The plugin has built-in Consent fields, plus Data Export Request and Data Erasure Request action types that respond to user data requests automatically. Combine that with a Consent Verification field on every form and you have a defensible GDPR setup.
Can I theme the form to match my site exactly?
Yes. The Styler is a separate UI (WS Form > Styles) that builds a reusable theme: colors, fonts, spacing, button styles, field decoration, error colors. Apply a style globally or per form. Output is real CSS variables, so further tweaks in your theme stylesheet are easy.
Can I edit a submitted entry from the admin?
Yes. Open the Submissions list, click a row, edit any field, save.
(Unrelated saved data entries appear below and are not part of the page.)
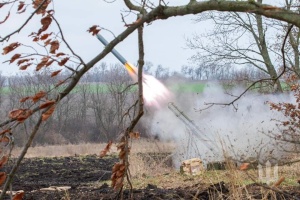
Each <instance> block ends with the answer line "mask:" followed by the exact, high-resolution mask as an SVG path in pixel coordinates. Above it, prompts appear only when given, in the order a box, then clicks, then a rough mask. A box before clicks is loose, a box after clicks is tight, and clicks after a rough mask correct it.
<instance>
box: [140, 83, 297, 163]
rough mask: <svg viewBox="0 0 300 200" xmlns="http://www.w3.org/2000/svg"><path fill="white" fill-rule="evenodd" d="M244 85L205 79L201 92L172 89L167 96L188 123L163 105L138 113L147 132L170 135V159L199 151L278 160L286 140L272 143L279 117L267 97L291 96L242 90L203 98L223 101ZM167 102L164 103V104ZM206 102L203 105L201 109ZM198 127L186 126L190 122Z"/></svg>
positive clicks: (276, 133)
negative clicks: (144, 116)
mask: <svg viewBox="0 0 300 200" xmlns="http://www.w3.org/2000/svg"><path fill="white" fill-rule="evenodd" d="M243 91H244V90H243V89H241V88H239V89H234V90H233V91H231V95H229V94H227V93H226V92H225V91H224V90H223V89H222V87H221V86H219V85H218V84H216V83H212V84H208V85H206V87H205V90H204V92H203V93H198V94H197V93H188V92H186V93H183V92H181V93H178V94H174V98H173V99H172V100H170V102H173V103H174V105H176V107H177V108H178V110H179V113H180V112H182V113H181V114H185V115H186V116H187V117H188V118H189V119H190V120H191V122H192V123H190V122H189V124H187V123H186V122H184V121H183V120H182V118H184V117H182V116H181V117H180V116H178V115H179V114H178V113H177V114H174V113H173V112H172V110H170V109H169V108H168V105H164V106H162V107H161V108H160V109H157V110H155V112H154V115H153V116H152V119H151V120H149V119H147V117H146V118H144V119H143V121H144V122H147V123H149V121H151V122H152V124H151V133H152V134H153V135H157V136H158V137H159V138H160V139H161V140H163V141H164V140H168V141H170V140H171V141H174V142H175V143H176V145H177V147H176V153H175V154H174V162H175V163H174V164H175V166H177V167H178V166H179V163H180V162H181V161H182V160H184V159H189V158H193V157H200V158H201V159H202V160H203V161H204V163H208V162H215V161H223V160H224V159H225V157H230V158H233V159H234V160H236V161H240V162H245V161H247V160H249V159H251V160H253V159H256V160H258V161H259V162H261V163H264V162H266V161H267V160H269V161H271V162H273V163H278V162H281V161H282V160H283V159H284V158H285V157H286V155H287V154H286V153H285V152H284V151H283V150H282V148H283V147H284V148H285V149H286V148H287V147H288V146H289V145H291V144H289V143H286V144H283V143H280V145H279V143H278V141H276V140H274V139H273V138H271V137H270V133H272V134H273V135H274V134H280V128H278V126H277V124H278V121H277V120H284V119H285V117H284V115H283V114H282V113H280V112H278V111H274V110H271V109H270V106H269V104H268V103H267V102H274V103H278V102H295V99H294V98H293V95H291V94H289V93H285V94H260V93H257V92H248V93H246V95H244V96H242V98H240V99H239V100H238V101H237V102H235V103H234V106H233V105H229V106H225V105H214V106H212V107H209V108H207V107H208V103H224V104H226V103H229V102H231V101H232V100H234V99H235V98H236V96H238V95H240V94H241V93H242V92H243ZM169 105H170V104H169ZM206 108H207V109H206ZM194 125H195V126H196V127H197V128H199V129H198V130H196V131H195V129H193V128H191V126H194Z"/></svg>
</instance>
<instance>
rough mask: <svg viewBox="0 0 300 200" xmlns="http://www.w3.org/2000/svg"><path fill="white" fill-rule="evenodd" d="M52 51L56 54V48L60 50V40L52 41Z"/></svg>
mask: <svg viewBox="0 0 300 200" xmlns="http://www.w3.org/2000/svg"><path fill="white" fill-rule="evenodd" d="M50 45H51V47H50V53H52V54H55V52H56V50H58V48H59V42H58V40H54V41H52V42H50Z"/></svg>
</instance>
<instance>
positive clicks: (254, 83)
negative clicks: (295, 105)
mask: <svg viewBox="0 0 300 200" xmlns="http://www.w3.org/2000/svg"><path fill="white" fill-rule="evenodd" d="M292 28H293V25H291V26H290V27H289V29H288V31H287V33H286V35H285V37H284V40H283V44H282V48H281V53H282V58H283V70H282V72H281V73H280V74H279V75H278V76H277V77H276V78H265V79H260V80H258V81H255V82H253V83H252V84H251V85H250V86H248V87H247V88H246V89H245V90H244V91H243V92H242V93H241V94H240V95H239V96H238V97H237V98H235V99H234V100H233V101H231V102H229V103H206V104H205V105H208V106H209V107H211V106H213V105H222V106H230V105H233V106H234V103H235V102H236V101H238V100H239V99H240V98H241V97H242V96H243V95H244V94H246V93H247V92H248V91H249V90H250V89H251V88H252V87H253V86H254V85H255V84H257V83H261V82H267V81H274V82H276V81H277V80H278V79H279V78H280V77H281V76H282V75H283V74H284V73H285V71H286V69H287V66H286V61H285V51H284V47H285V44H286V40H287V38H288V35H289V33H290V31H291V30H292ZM234 107H235V106H234ZM204 109H206V108H204ZM201 110H203V109H201Z"/></svg>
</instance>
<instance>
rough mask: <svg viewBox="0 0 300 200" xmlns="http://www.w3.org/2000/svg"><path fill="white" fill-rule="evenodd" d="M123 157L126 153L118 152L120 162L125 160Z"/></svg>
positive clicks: (124, 152)
mask: <svg viewBox="0 0 300 200" xmlns="http://www.w3.org/2000/svg"><path fill="white" fill-rule="evenodd" d="M125 155H126V151H124V150H123V151H120V153H119V158H120V159H121V160H123V159H124V158H125Z"/></svg>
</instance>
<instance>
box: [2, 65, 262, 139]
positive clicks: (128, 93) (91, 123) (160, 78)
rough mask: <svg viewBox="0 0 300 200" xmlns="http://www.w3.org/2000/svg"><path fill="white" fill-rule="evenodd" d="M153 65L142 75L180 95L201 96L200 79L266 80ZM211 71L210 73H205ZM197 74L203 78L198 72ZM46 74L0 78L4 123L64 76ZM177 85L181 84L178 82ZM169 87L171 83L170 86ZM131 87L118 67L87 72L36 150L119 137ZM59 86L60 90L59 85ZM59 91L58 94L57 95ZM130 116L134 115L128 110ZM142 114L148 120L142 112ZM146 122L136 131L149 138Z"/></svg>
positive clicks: (258, 76)
mask: <svg viewBox="0 0 300 200" xmlns="http://www.w3.org/2000/svg"><path fill="white" fill-rule="evenodd" d="M151 68H152V65H151V63H147V64H146V66H145V72H146V73H148V74H152V75H153V76H155V77H156V78H158V79H160V80H162V81H164V82H165V83H167V84H168V83H169V88H171V89H172V90H173V91H175V92H176V91H179V92H197V93H198V92H202V91H203V89H204V85H205V82H203V80H210V79H209V78H210V77H211V78H212V80H223V81H227V82H228V80H230V82H231V81H233V80H238V79H241V80H244V81H245V80H248V81H251V80H254V79H257V78H262V77H264V75H263V74H261V73H260V72H259V71H251V70H236V71H234V70H233V69H231V68H226V70H227V71H226V70H225V69H219V70H217V69H215V68H211V69H209V68H205V70H204V71H201V70H200V69H199V68H197V67H196V68H195V67H194V68H191V67H186V66H184V67H182V70H181V71H182V73H178V72H172V73H170V70H169V69H168V68H163V67H162V66H160V65H159V66H158V67H157V68H156V69H155V70H151ZM209 70H211V71H210V72H208V71H209ZM200 71H201V73H200ZM49 74H50V72H49V71H47V70H45V71H43V72H38V73H37V72H36V73H33V74H29V73H28V74H24V73H22V75H20V76H17V75H16V76H10V77H5V76H1V75H0V91H1V95H0V108H1V109H0V116H1V117H2V119H5V118H7V117H8V113H9V112H10V111H11V110H13V109H18V108H25V107H28V106H30V104H31V103H32V102H30V101H26V102H25V103H21V102H20V99H22V98H24V97H27V96H31V95H33V94H36V93H37V92H39V91H49V90H51V89H53V87H54V86H55V84H57V83H58V82H59V81H60V80H63V79H64V78H66V77H68V76H69V74H68V73H67V72H64V73H62V74H60V75H58V76H56V77H52V78H51V77H50V76H49ZM179 80H180V81H179ZM170 82H171V84H170ZM132 83H133V82H132V80H131V78H130V76H128V74H127V72H126V70H125V69H124V67H123V66H121V65H107V64H105V63H102V64H101V65H100V66H98V67H95V68H94V69H93V70H92V71H90V72H89V73H87V74H86V75H85V76H84V77H83V79H82V80H81V82H80V84H78V85H77V86H76V89H75V90H74V91H73V92H72V93H71V94H70V95H68V96H67V97H66V98H65V99H63V100H62V102H61V103H60V104H59V105H57V107H56V110H55V113H54V115H53V117H52V118H51V119H49V120H48V121H47V122H46V123H45V124H44V125H43V126H42V127H41V129H40V131H39V133H38V134H37V137H36V138H35V141H34V145H37V144H39V145H43V144H65V143H80V142H106V141H108V140H113V139H115V138H117V136H118V134H120V133H121V132H122V131H123V130H124V128H125V127H126V125H128V122H129V121H128V120H129V119H128V118H126V117H124V114H125V113H126V112H127V111H128V109H129V107H130V106H132V103H133V102H135V101H136V100H137V99H138V98H137V89H136V85H133V86H131V87H129V88H128V87H127V86H129V85H131V84H132ZM62 87H63V86H62ZM53 92H54V90H53V91H52V92H51V94H49V95H48V99H51V97H52V96H53V95H54V93H53ZM57 92H59V91H57ZM131 112H132V113H130V114H132V115H133V114H134V112H135V110H133V111H131ZM145 114H146V115H148V116H149V115H150V116H151V115H152V113H151V111H150V110H149V109H148V110H147V109H146V113H145ZM35 117H36V116H35V115H33V116H32V117H31V118H30V119H29V120H26V122H25V123H24V124H23V125H22V126H18V128H17V129H16V130H13V131H14V132H15V133H14V136H15V144H16V145H23V142H24V141H26V140H25V138H26V137H28V135H29V133H27V130H30V128H31V127H32V126H34V124H33V122H34V120H33V119H34V118H35ZM149 124H151V123H150V122H149V123H147V124H142V123H139V124H138V126H137V130H138V131H140V132H142V133H143V136H146V137H147V135H148V136H149V135H151V134H150V133H149V132H150V131H151V128H150V127H149Z"/></svg>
Re-fire actions if you want the change pushed back to your CRM. That’s not something most form plugins do well; WS Form treats submissions as first-class editable records.
Does WS Form work with caching plugins like WP Rocket?
Yes. WS Form’s AJAX endpoints are correctly excluded by WP Rocket out of the box. For other cache plugins, exclude any URL containing wsf- from the cache rules.
Final thoughts
WS Form PRO is the form builder I keep coming back to when a project is bigger than a single contact form. The visual builder makes form design feel like front-end work instead of admin work. The Styler emits real CSS that holds up across theme changes. The integrations catalog is wide enough that most "we need to push form data to X" requests are a one-time setup. The hooks and filters mean a developer can extend almost anything without forking the plugin.
It’s not the cheapest form plugin and it’s not the lightest. If your only need is a contact form on a brochure site, you don’t need this. But if your form work goes beyond "name, email, message", WS Form will pay for itself in the first complex form you build with it.